8. TURN TO TREND According to Prescott, this last setup is designed to find turns in price action in the context of the overarching framework of trading with the trend. It uses two time frames, a moving average and two sets of Bollinger bands as tools of entry. First of all, the 20-period SMA is dropped on daily charts and used to determine if a given pair is in a trend. Bollinger bands are then plotted on hourly charts at both two and three standard deviations to create channels for pinpointing entries. After consulting its daily chart to determine if a particular pair is trending in a given direction, traders then move to its hourly chart to see where candlesticks are painting in relation to the two sets of Bollinger bands. If the daily chart evidences a bullish trend, but the rate is trading between the lower bands of the two indicators loaded on the hourly chart, it tells traders to stay away (given the present downward momentum). However, once price trades above the lower Bollinger band at two standard deviations, it is time to enter the market. A stop loss is set at the swing low minus five points.
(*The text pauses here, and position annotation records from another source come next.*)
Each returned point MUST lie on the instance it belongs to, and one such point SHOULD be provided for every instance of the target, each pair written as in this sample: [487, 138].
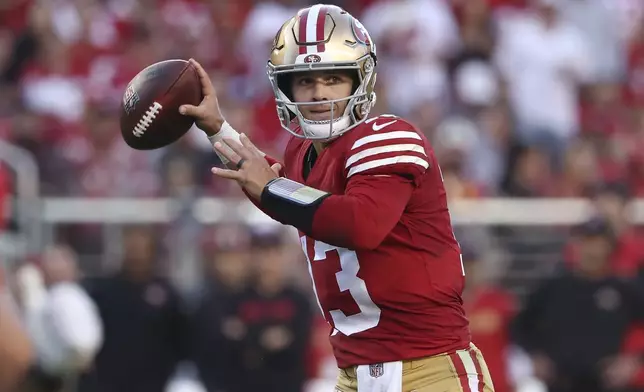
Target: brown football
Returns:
[150, 117]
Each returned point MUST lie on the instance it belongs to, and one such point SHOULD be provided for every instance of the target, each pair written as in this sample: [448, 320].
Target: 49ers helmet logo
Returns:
[312, 58]
[360, 32]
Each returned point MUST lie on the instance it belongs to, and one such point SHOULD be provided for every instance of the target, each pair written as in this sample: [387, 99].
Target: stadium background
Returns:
[529, 124]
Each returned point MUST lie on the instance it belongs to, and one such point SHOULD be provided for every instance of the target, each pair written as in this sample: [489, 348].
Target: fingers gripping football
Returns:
[207, 114]
[253, 171]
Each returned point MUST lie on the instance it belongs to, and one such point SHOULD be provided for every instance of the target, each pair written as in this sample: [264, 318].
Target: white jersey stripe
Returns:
[384, 149]
[386, 162]
[470, 369]
[385, 136]
[312, 28]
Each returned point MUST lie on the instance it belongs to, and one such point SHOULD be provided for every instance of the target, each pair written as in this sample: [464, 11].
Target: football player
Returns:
[367, 197]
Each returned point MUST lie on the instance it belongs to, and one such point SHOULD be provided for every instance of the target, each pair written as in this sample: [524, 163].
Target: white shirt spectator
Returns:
[421, 34]
[544, 67]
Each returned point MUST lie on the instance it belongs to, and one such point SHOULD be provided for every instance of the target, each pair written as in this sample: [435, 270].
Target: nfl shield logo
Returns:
[376, 370]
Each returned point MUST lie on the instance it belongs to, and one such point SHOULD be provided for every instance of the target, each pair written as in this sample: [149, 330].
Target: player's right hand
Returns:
[207, 115]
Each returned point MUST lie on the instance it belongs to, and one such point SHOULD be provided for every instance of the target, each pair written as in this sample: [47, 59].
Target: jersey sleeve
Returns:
[388, 146]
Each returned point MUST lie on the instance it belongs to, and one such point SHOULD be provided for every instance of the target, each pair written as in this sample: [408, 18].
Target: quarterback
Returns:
[367, 197]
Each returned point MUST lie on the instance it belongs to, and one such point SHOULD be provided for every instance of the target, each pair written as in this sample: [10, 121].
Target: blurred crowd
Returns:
[520, 98]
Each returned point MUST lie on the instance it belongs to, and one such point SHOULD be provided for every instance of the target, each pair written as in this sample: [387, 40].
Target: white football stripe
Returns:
[312, 28]
[385, 136]
[386, 162]
[383, 149]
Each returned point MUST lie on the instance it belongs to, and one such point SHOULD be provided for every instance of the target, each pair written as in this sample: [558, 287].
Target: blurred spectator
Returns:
[216, 327]
[16, 353]
[143, 322]
[252, 337]
[63, 321]
[413, 76]
[279, 319]
[544, 59]
[573, 324]
[490, 310]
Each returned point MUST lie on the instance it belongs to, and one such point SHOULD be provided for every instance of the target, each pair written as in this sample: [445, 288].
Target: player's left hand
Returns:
[253, 171]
The target for the first half of the position is set at half the amount of risk. If this target is hit, the stop is moved to breakeven and the target for the second half of the position is set at the upper Bollinger band at three standard deviations. In other words, profit is taken as soon as price crosses to the outside (to the exterior) above the channel formed by the two upper Bollinger bands. (Obviously, the opposite is done when the daily chart displays a bearish trend.)